Author: Prof Thameur Chaibi is a Director of Research at the National Research Institute for Rural Engineering water and Forestry, Tunis, Tunisia. He has authored numerous publications in various areas covering renewable energy systems, water resources engineering and environment management. He is a follow of World Academy of Sciences, the African Academy of Sciences and the Islamic World Academy of Sciences

Peer reviewer: Mr Abdelkader Hamdane is a former Director General of the Rural Engineering and Water Management Department of the Ministry of Agriculture and Hydraulic Resources of Tunisia. Currently, he joined number of international research teams at academic institutes. He is a corporate member of the Tunisian Institution of Engineers, and a member of other international water organizations.

Geography and climate

Tunisia lies in north-east Africa. It has one border of 965 km with Algeria in the west and another of 459 km with Libya in the south-east and a 1,148 km Mediterranean coastline to the north and east. Tunisia’s total area is 163,610 km2.
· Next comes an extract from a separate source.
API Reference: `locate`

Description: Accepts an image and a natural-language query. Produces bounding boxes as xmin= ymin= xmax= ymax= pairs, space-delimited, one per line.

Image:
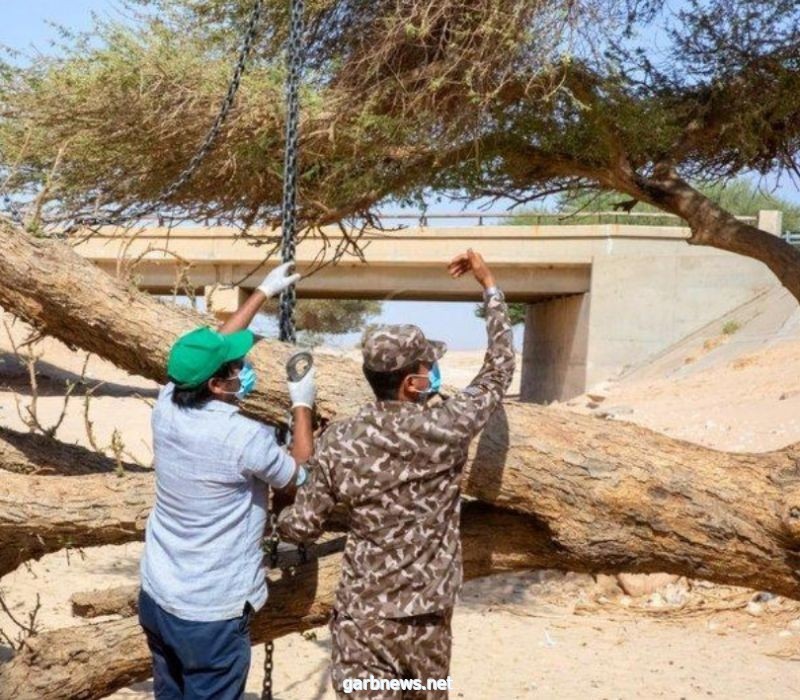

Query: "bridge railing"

xmin=378 ymin=211 xmax=758 ymax=226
The terrain in the north is mountainous, which, moving south, gives way to a hot, dry central plain.

The south is semi-arid and merges into the Sahara. A series of salt lakes, known as chotts or shatts, lies in an east-west line at the northern edge of the Sahara, extending from the Gulf of Gabès into Algeria.

The lowest point is Chott el-Djerid at 17 metres below sea level and the highest is Jebel ech Chambi at 1,544 metres above sea level.

A Mediterranean-type climate prevails in the north and along the coasts, becoming semi-arid in the interior of the country and arid in the south.

Generally, summers are hot and dry while winters are mild with moderate rainfall. Temperatures in July and August can exceed 40°C when the tropical continental air mass of the desert extends across the country.[1]

Average temperatures range between 11.4°C in December and 29.3°C in July.[2]

Tunisia has an average annual precipitation of 223 millimetres (mm), and rainfall resources are estimated at 36 cubic kilometres per year (km3/yr).

Water in Tunisia
Map 1: Map of Tunisia. @Fanack Water
Water in Tunisia
Map 2: Rainfall distribution in Tunisia. @Fanack Water


Tunisia’s population was estimated to be 3.6 million in 1950, 4.2 million in 1960, 5.1 million in 1970, 6.4million in 1980, 8.2 million in 1990, 9.6 million in 2000 and 11.69 million in 2019, ranking it 78th in the world for population size. It has a population density of 72.1 inhabitants per km2. Over the last 20 years, the population has experienced an average annual growth rate of about 1.2%, which is one of the lowest along the southern Mediterranean coast. The population was 69.7% urban in 2019, compared with 35.24% in 1954. The slow rate of population growth is expected to continue dropping. Current projections predict that the growth rate will peak at 1.09% in 2020, before a decline to 0.29% by 2050 and potentially to 0% over the next century.[3] These predictions mean that the population will be 11.9 million in 2020, 12.8 million in 2030, 13.4 million in 2040 and 13.9 million in 2050.[4]


Economic growth in Tunisia expanded modestly by 2% in 2017 and 2.5% in 2018 through sustained agricultural and services growth and the gradual recovery of tourism, phosphate production and manufacturing. In the medium term, economic growth is projected to pick up gradually to 3.5% in 2019-2020, against a backdrop of an improved business climate as a result of structural reforms and greater security and social stability.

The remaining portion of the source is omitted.